Opened 7 years ago
Last modified 7 weeks ago
#29262 assigned New feature
Custom Left Outer Join in Queries
Reported by: | Sassan Haradji | Owned by: | faizan2700 |
---|---|---|---|
Component: | Database layer (models, ORM) | Version: | |
Severity: | Normal | Keywords: | ORM Join |
Cc: | josh.smeaton@…, Alexandr Artemyev, Ivan Zaikin, frnhr, Alex Scott, elonzh, Evstifeev Roman | Triage Stage: | Accepted |
Has patch: | no | Needs documentation: | no |
Needs tests: | no | Patch needs improvement: | no |
Easy pickings: | no | UI/UX: | no |
Description
I need a query that contains a left outer join, the table has ~160,000,000 rows and if I try to avoid outer join it'll reduce performance in an order that it'll be unusable.
So my only choice is using raw method of the object's manager.
I need to pass the queryset to rest framework so that it filter/sort/paginate/etc it.

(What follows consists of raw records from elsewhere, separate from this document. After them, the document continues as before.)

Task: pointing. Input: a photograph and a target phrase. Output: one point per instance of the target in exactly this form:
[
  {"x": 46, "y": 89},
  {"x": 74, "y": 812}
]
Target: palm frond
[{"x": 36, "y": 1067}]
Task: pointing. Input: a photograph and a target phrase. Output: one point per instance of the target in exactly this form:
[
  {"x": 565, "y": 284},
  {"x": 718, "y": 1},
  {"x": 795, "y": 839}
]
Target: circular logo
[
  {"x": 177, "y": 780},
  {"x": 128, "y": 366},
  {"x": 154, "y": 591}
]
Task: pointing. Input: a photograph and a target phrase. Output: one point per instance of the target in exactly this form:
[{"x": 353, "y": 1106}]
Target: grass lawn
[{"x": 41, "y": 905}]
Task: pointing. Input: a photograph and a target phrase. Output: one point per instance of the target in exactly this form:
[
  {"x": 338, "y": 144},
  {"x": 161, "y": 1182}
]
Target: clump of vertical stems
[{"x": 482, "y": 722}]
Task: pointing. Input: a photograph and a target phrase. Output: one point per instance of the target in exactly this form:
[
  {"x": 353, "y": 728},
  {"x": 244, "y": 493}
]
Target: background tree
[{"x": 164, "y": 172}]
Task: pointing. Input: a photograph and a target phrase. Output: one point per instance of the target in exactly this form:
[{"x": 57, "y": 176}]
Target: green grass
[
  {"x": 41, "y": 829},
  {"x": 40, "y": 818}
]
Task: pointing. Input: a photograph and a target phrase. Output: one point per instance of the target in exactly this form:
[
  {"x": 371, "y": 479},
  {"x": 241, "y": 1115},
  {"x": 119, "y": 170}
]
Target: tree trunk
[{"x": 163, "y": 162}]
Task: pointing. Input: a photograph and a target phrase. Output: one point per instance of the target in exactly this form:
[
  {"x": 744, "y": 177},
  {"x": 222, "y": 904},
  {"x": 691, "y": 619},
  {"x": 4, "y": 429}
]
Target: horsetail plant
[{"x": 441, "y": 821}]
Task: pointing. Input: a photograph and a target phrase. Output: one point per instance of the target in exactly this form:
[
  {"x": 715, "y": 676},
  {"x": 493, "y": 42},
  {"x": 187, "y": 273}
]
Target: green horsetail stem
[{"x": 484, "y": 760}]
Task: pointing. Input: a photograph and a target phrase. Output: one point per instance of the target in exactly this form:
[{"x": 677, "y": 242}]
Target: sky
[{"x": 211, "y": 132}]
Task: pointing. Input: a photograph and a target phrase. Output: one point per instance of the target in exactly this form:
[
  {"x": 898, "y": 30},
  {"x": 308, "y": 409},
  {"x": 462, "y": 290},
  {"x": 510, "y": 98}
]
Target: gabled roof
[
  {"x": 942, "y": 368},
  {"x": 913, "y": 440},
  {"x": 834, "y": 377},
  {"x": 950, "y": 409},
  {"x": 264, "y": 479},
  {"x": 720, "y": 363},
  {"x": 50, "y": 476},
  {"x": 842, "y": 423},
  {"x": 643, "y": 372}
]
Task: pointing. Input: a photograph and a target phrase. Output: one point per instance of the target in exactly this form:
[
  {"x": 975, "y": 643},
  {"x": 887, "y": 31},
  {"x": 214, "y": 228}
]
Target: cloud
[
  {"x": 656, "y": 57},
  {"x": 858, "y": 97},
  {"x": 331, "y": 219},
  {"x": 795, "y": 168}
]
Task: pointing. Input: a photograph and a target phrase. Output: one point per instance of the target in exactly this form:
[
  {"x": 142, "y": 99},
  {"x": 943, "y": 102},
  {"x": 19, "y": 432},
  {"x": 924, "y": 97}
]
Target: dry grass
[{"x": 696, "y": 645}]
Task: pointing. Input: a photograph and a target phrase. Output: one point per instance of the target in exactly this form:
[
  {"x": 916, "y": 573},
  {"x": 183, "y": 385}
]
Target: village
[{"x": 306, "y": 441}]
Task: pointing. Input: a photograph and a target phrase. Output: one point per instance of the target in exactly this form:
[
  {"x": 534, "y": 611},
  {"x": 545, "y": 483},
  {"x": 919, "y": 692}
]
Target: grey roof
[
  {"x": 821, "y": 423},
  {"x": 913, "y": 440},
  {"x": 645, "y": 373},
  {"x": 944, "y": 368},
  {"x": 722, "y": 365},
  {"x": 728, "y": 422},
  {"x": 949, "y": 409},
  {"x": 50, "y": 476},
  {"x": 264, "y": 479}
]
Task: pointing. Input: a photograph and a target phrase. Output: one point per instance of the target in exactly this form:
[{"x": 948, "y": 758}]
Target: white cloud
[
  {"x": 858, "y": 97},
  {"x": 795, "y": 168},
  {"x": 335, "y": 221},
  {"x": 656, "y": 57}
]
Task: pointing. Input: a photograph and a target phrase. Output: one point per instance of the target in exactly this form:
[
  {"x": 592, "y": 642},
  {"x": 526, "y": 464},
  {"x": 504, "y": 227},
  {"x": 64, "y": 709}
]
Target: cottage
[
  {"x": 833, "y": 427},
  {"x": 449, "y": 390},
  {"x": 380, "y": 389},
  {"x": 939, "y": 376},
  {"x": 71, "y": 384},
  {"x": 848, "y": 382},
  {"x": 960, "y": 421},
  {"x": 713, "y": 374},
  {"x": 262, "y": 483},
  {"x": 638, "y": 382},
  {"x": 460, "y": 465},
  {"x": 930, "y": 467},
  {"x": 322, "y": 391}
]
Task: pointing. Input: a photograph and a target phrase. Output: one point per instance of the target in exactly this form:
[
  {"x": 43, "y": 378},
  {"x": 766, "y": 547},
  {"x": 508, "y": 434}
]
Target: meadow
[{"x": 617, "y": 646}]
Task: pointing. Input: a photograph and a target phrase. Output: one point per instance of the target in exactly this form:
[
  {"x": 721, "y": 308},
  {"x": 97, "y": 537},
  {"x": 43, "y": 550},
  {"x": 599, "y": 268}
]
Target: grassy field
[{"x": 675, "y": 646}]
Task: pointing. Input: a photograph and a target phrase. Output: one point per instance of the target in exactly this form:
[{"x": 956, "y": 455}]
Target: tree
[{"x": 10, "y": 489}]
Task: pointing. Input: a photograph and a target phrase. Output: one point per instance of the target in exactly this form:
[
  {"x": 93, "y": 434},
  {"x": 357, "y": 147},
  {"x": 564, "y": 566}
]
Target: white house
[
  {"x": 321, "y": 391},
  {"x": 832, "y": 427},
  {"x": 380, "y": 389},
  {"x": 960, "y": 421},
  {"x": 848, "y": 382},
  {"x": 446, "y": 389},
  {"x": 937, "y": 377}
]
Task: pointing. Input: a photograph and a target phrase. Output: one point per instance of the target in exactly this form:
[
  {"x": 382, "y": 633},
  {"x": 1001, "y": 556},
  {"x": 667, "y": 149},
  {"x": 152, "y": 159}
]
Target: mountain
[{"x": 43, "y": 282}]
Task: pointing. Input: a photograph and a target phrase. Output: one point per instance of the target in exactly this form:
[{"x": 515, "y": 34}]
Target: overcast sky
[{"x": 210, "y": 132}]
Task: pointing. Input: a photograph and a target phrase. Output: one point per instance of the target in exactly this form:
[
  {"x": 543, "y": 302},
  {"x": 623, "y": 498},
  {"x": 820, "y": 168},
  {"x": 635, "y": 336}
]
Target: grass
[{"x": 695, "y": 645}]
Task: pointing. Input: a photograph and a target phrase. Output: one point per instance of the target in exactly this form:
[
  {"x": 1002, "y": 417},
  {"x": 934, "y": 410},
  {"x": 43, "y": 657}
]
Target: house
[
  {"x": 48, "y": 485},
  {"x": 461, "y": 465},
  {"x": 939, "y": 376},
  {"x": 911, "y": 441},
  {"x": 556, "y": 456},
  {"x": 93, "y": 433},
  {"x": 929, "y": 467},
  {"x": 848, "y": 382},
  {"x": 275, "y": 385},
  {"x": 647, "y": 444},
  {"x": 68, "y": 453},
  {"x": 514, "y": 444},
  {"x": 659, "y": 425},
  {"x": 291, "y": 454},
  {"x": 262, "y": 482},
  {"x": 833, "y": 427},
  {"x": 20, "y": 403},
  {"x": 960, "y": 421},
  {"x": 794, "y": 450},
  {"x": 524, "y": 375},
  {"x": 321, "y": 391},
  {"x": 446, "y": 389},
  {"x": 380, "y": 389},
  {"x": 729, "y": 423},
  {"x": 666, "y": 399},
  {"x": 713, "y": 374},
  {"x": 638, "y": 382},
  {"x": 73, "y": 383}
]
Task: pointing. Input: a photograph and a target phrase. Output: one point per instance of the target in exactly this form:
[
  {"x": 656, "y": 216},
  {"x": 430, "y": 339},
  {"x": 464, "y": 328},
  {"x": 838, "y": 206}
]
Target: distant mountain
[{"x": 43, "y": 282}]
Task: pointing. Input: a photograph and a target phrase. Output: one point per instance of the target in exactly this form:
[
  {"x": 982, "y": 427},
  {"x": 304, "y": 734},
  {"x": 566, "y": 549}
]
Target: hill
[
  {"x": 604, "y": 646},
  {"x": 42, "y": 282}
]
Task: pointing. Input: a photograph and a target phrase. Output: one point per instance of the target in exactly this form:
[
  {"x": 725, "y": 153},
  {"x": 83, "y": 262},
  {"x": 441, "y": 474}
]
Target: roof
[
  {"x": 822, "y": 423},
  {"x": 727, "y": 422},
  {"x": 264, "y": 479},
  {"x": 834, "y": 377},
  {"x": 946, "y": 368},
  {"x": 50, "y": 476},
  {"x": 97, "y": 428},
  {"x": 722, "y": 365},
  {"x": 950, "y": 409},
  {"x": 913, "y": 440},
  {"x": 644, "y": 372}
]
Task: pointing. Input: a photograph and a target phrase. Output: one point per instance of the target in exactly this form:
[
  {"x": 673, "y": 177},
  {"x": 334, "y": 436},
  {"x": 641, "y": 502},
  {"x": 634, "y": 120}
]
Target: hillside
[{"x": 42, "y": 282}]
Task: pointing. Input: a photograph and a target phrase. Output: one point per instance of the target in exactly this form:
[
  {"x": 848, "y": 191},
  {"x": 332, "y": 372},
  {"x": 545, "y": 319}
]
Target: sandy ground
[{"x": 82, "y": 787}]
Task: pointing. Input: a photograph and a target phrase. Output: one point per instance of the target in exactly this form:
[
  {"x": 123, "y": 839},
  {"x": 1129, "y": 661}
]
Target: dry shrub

Rest framework needs a normal queryset (with count, filter, order_by, etc) and I'm trying to solve it with lots of hacks (proxying objects, overriding internal methods and changing the order they call other internal methods and changing some standard tested code in the overridden methods.)
It's a terrible experience. I see requests and pull requests for supporting joins since 10 years ago and lots of related questions in stackoverflow, reddit and all around the web. So I'm here to ask you once again to do something about this issue.
At least you can provide a way to modify the sql command that's going to send to database by normal query (not rawquery) and let the developer to take the risk and see if it breaks things and handle it himself. It'll be only used in edge cases by people who really need it and if they need it they probably know what they're doing. It'll be better than the nightmare developers have to deal while in need of custom queries.
Change History (28)
comment:1 by , 7 years ago
comment:2 by , 7 years ago
- I like many need LEFT OUTER JOIN not INNER JOIN, if INNER JOIN was an efficient alternative to LEFT OUTER JOIN django itself would use it in its foreignkey joins, these joins don't do same thing and aren't an alternative for eachother.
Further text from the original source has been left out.